Unfortunately, in those years there was a very high percentage of the incidence of the cardiovascular system, diabetes, and obesity of various degrees. In 1977, Jimmy Carter became president and quickly recruited new people to the council to improve the situation in the country with the incident.
The new Council includes well-known medical luminaries and consultants in physical education and sports. The new president set the task of improving the physical condition and health of the population using the minimum amount of funds. And it was decided to create a special program to promote physical education, sports, running and hardening.
Well, then it’s a matter of technology. First of all, newspapers, magazines, radio and television throughout the country were involved. Popular publications strongly urged readers to start running and participate in races.
Thematic “days” and “weeks” were held in different states. For example, Connecticut hosted “Physical Fitness Week” and the mayor of New York declared September 13 “America’s Walking Tour Day.” Launched a nationwide program, “Running for Life”, which opened the country’s first 12-week course for beginner runners.
They began to build stadiums in schools, running tracks in parks, and even at churches they managed to “create conditions for athletics.” They filmed TV shows about the benefits of physical education, printed brochures, held conversations with doctors and other specialists – even the most staunch fans of the sofa could not resist such an informational pressure.
And all this gave its results, people began to get sick much less, and running from a “hard task” turned into an important part of the life of many people not only in America, but throughout the world.

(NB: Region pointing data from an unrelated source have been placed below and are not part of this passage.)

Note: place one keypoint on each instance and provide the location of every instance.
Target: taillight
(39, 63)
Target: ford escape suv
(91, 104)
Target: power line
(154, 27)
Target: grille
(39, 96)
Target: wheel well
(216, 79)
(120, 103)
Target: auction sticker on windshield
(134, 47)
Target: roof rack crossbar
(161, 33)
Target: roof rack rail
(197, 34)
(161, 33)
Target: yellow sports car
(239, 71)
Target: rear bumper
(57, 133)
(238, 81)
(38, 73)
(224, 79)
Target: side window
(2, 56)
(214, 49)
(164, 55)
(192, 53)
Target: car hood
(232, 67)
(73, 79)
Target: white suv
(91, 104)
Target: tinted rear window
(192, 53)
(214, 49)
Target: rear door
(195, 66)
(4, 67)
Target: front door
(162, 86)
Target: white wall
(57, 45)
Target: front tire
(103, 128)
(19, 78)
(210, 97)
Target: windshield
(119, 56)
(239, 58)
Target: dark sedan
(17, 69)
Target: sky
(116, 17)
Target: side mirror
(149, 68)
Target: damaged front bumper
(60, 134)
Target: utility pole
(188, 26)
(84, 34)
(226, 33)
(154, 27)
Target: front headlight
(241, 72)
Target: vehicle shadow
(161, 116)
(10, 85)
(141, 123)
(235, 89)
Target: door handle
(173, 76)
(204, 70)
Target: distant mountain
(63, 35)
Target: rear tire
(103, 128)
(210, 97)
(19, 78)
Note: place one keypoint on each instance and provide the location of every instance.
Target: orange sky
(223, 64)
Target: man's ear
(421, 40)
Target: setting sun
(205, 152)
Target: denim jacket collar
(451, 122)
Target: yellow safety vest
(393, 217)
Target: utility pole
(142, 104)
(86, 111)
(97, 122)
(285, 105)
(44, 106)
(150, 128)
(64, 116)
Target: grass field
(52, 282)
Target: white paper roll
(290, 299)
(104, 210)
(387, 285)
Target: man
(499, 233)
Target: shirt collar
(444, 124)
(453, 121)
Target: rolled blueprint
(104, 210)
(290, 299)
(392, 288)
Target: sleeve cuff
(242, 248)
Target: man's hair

A variety of races and marathons in the USA
Runners have the opportunity to choose from a variety of races. The total number of running events in the United States has exceeded 30,000. These days, race organizers often encourage runners to collect donations for their favorite charities.
A portion of race fees may be donated to charitable causes, or major races may have places reserved for runners running to raise funds for charity. For example, participants in the Boston Marathon in 2015 raised over $30 million for charitable purposes.
The most famous marathons in the world are the World Marathon Majors.In 2006, the five largest marathons in the world, 3 of which are from the USA (Boston, Chicago, New York) combined into a series of World Majors and created a prize pool of one million dollars for the fastest marathon runners of the year in the women’s and men’s offsets.
Today, the World Marathon Majors is the most famous series of races, in which more than 200 thousand people take part every year, and the number of spectators is in the millions. In terms of the level of organization, the Big Six marathons differ significantly from smaller races.
The track, food at the distance and the finish, the starter pack and medals – the whole organization of the majors is a standard. For participation in any of these six, the athlete is awarded points – in fact, thanks to this, the winner is determined:
- 1st place – 25 points
- 2nd place – 15 points
- 3rd place – 10 points
- 4th place – 5 points
- 5th place – 1 point
Also very popular among Americans are such races as: St. George, Boston Marathon, Midnight Sun, New York City Marathon, Chicago Marathon and many more.
Summing up, is it worth paying attention to such an event in the US?
There can be only one answer – of course it is worth it! You will get a lot of positive emotions from watching such large-scale races, and we will also be able to watch athletes of completely different ages, from a young 17-year-old runner to 90-year-old experienced joggers.
In addition, you always have the opportunity to try your hand and skills in a variety of races and marathons. Your possibilities are endless!